I have a set of objects in a Vector from which I’d like to select a random subset (e.g. 100 items coming back; pick 5 randomly). In my first (very hasty) pass I did an extremely simple and perhaps overly clever solution:
Vector itemsVector = getItems(); Collections.shuffle(itemsVector); itemsVector.setSize(5);
While this has the advantage of being nice and simple, I suspect it’s not going to scale very well, i.e. Collections.shuffle() must be O(n) at least. My less clever alternative is
Vector itemsVector = getItems(); Random rand = new Random(System.currentTimeMillis()); // would make this static to the class List subsetList = new ArrayList(5); for (int i = 0; i < 5; i++) { // be sure to use Vector.remove() or you may get the same item twice subsetList.add(itemsVector.remove(rand.nextInt(itemsVector.size()))); }
Any suggestions on better ways to draw out a random subset from a Collection?
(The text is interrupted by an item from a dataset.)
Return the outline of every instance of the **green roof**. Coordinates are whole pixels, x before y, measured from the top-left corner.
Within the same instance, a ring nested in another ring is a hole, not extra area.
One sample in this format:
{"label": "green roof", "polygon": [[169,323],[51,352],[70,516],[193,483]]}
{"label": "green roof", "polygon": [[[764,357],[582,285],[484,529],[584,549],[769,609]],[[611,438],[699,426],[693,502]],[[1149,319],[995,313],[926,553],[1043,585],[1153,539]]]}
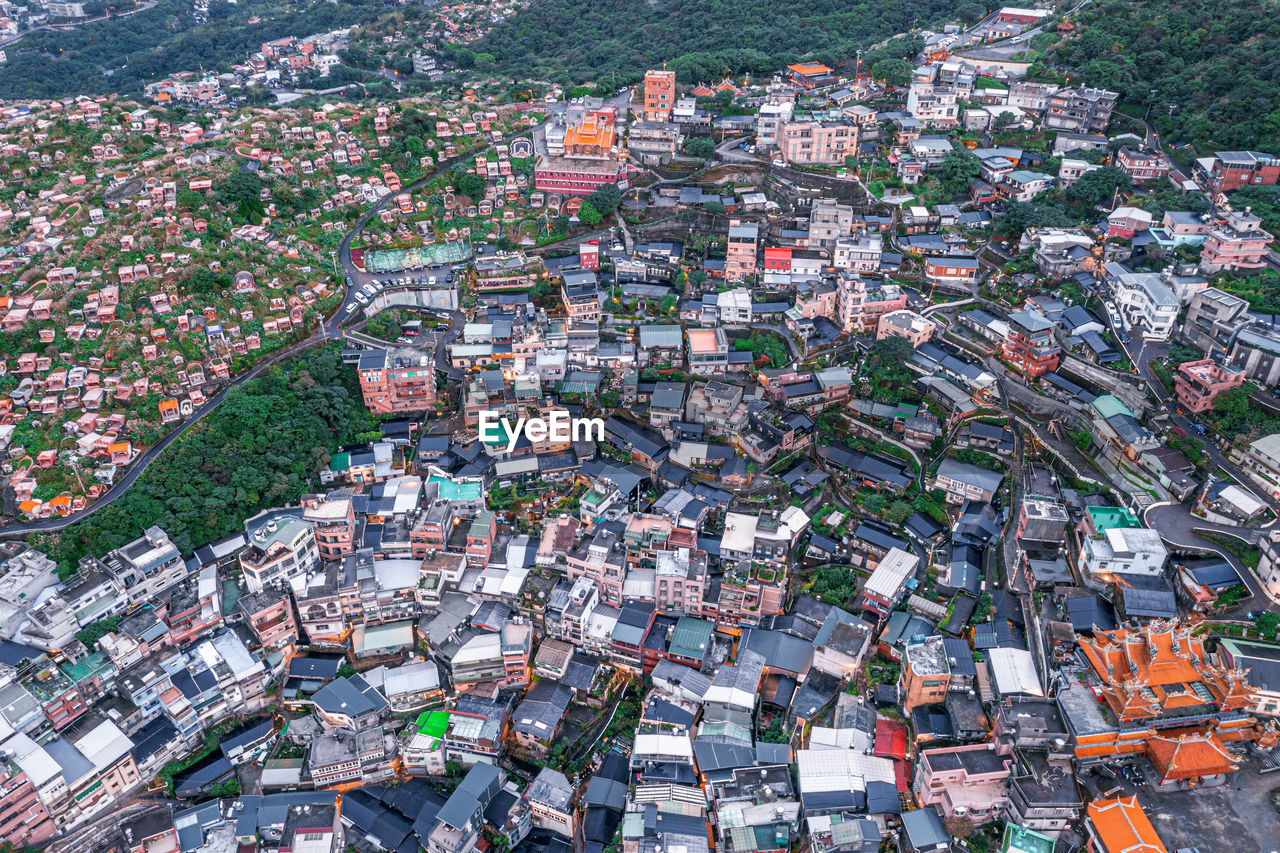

Jon Bentley discusses this in either ‘Programming Pearls’ or ‘More Programming Pearls’. You need to be careful with your N of M selection process, but I think the code shown works correctly. Rather than randomly shuffle all the items, you can do the random shuffle only shuffling the first N positions – which is a useful saving when N << M.
Knuth also discusses these algorithms – I believe that would be Vol 3 ‘Sorting and Searching’, but my set is packed pending a move of house so I can’t formally check that.